Sometime we search for pattern like phone number that have fixed number of digits in each part, we may use \{...\} operator to specify exact number of repetitions of previous character or group:

Expression Meaning
\{m\} Matches m repetitions of previous character or group e.g. a{3} matches aaa but not aa or abc.
\{m,\} Matches at least m repetitions of previous character or group e.g. a{2} matches aa, aaa but not a.
\{m,n\} Matches at least m and at most n repetitions of of previous character or group.

For example to search for phone number in format XXX-XX-XXXX we will grep:

$ grep '[0-9]\{3\}-[0-9]\{2\}-[0-9]\{4\}' file

The last thing worth know about BRE is the possibility to use backreferences. For example let’s say that we search for all five letters palindromes, we may use \1, \2, etc. placeholders to tell grep that we expect text that was matched by first group, second group etc. in the place of placeholders:

$ grep '^\(.\)\(.\).\2\1$' /usr/share/dict/words | head

NOTE: Sometimes we just want to search using old plain text pattern, we may disable BRE using -F grep option.

I didn’t described all BRE features, if you are interested in details please check the standard. IMHO BRE are ugly and cumbersome to use, in the next section I will quickly describe extended regular expressions that bring full power of regexes to grep.

Extended regular expressions (ERE)

To enable extended regular expressions we must pass -E (--extended-regexp) option to grep. ERE are similar to BRE with the exception that we don’t need to precede operators such as grouping with backslashes. To create a group in ERE we simply use (foo) pattern, and to specify number of matches for that group we use (foo){3} pattern.

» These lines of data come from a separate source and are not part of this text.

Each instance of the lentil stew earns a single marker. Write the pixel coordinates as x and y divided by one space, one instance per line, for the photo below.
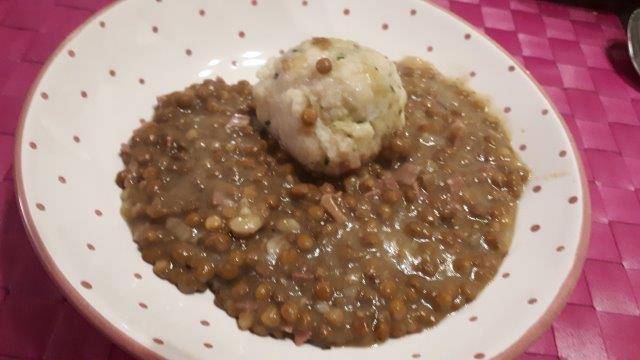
388 250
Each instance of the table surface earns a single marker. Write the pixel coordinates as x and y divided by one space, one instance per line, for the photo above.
577 55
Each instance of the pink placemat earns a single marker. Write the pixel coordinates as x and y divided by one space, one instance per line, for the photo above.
577 55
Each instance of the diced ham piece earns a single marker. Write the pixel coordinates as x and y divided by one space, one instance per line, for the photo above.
329 204
287 328
237 121
407 174
219 198
456 184
301 337
389 182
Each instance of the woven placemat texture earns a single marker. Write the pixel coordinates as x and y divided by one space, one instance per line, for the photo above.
577 55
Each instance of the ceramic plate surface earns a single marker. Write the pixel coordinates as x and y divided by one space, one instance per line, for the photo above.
105 79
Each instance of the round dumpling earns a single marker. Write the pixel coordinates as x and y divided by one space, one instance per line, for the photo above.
331 103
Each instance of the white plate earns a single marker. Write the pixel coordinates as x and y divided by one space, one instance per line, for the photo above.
105 78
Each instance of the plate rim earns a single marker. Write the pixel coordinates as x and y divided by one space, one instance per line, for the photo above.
140 350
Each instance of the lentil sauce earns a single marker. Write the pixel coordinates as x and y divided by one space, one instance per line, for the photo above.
388 250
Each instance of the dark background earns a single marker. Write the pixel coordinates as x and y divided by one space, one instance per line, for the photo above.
623 8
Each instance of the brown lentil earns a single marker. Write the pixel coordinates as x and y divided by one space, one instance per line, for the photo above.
214 203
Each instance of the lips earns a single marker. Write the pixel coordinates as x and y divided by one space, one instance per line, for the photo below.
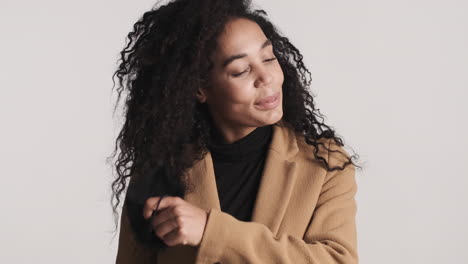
268 99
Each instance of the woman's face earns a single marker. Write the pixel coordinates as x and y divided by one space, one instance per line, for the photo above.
246 81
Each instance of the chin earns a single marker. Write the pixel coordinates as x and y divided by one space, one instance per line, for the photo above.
272 117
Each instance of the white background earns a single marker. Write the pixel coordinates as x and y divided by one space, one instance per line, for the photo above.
390 76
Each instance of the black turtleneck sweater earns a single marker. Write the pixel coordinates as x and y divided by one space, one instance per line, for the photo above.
238 169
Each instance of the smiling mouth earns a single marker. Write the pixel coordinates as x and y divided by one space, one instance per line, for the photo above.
269 99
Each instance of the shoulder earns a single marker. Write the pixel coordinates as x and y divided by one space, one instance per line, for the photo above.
327 148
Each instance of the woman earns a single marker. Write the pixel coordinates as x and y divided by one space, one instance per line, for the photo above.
227 159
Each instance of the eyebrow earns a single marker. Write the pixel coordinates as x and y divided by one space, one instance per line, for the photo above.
242 55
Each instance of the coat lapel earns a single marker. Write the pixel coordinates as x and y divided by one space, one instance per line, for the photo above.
276 186
278 178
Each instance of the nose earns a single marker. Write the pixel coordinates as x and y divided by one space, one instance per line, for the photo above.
264 77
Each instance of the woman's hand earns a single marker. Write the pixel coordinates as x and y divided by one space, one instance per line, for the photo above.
177 221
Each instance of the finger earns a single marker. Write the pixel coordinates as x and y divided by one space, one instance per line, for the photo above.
164 228
167 214
151 205
175 237
170 201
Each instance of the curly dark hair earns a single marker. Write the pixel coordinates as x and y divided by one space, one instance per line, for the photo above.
166 130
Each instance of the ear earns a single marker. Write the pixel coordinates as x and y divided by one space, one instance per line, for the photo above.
201 95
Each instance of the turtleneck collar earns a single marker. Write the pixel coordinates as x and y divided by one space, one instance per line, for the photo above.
255 143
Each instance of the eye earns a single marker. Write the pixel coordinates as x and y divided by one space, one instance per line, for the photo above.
239 74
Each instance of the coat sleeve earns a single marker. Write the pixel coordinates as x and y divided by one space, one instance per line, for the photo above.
129 249
329 238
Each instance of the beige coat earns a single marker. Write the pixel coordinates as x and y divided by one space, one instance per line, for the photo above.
303 214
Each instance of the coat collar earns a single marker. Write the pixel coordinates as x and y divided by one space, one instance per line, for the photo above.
276 184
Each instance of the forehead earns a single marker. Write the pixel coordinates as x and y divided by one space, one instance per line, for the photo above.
239 35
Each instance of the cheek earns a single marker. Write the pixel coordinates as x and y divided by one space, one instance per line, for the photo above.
238 92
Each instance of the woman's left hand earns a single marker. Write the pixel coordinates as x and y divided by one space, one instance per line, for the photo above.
177 221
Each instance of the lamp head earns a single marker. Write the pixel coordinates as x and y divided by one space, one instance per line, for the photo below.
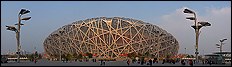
24 11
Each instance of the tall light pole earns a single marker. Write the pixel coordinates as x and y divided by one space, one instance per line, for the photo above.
196 26
220 46
17 31
185 50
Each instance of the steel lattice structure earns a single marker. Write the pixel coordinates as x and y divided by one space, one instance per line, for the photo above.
110 38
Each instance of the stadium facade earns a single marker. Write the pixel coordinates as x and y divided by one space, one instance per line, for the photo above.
110 38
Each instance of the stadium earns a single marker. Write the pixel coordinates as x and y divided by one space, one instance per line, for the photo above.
114 37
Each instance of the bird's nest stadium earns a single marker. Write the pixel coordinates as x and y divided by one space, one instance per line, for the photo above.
113 37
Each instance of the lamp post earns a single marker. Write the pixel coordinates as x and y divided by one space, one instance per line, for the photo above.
220 46
17 30
185 50
196 26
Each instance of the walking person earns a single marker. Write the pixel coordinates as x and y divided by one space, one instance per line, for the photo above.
182 62
35 61
101 62
128 62
190 62
163 61
150 62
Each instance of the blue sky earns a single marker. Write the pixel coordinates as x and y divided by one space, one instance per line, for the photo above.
48 16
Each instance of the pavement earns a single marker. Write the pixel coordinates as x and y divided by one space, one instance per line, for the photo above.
90 63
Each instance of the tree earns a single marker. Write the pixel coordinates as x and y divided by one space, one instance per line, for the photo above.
90 55
69 56
79 56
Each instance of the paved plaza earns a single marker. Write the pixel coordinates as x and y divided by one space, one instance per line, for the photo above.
90 63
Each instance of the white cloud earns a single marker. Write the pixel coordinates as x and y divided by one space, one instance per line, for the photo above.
176 24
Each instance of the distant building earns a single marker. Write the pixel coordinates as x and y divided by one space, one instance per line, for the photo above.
219 57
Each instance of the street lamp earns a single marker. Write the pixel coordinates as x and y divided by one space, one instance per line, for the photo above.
17 31
196 26
220 46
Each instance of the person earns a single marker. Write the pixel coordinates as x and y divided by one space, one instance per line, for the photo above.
163 61
190 62
128 62
35 61
182 62
101 62
150 62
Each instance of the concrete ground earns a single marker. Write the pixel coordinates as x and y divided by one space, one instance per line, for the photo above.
90 63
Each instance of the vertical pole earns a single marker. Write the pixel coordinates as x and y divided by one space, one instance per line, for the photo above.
221 47
197 35
18 37
185 50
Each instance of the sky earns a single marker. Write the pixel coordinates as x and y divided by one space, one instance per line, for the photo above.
48 16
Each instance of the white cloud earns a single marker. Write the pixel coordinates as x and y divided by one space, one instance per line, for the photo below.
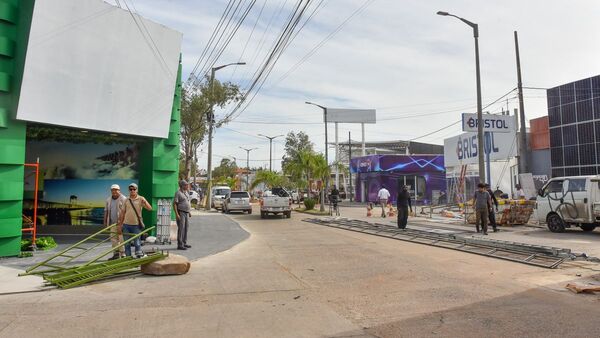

This looks much more cleaner compared to BRE \(foo\)\{3\}.

If we want to match e.g. left parenthesis we need to escape it using backslash, for example to match main() text we could use main\(\) pattern (or we could use -F option to match text as it is).

In ERE in addition to all special characters from BRE we may use:

Character/Expression Meaning
+ Matches one or more repetitions of previous character or group
? Matches zero or one occurrences of previous character or group
| Alternation - allows to match one of the specified patterns from set e.g. 0(x|X) will match 0x and 0X texts

Now let’s see some examples of ERE in action:

$ # let's find all phone numbers in format XXXX-XX-XXX that may
$ # be optionally prefixed by country code (+XX)
$ grep -E '(\(\+[0-9]{2}\) )?[0-9]{4}-[0-9]{2}-[0-9]{3}' file

$ # let's find all percent values in the text
$ grep -E '[0-9]+%' file

$ # let's find all email addresses, here we use -o option
$ # to print only matched text
$ grep -E -o '[A-Za-z0-9._]+@[A-Za-z0-9.-]+\.[A-Za-z]{2,6}' file

Most modern versions of grep support even more powerful versions of regular expressions that include shortcuts for character classes like \d for [0-9] and \D for [^0-9] and more advanced anchors like \b (matches word start or end). Check your local version of grep to find out what features are available.

That’s all that I wanted to say about grep command. Happy grepping!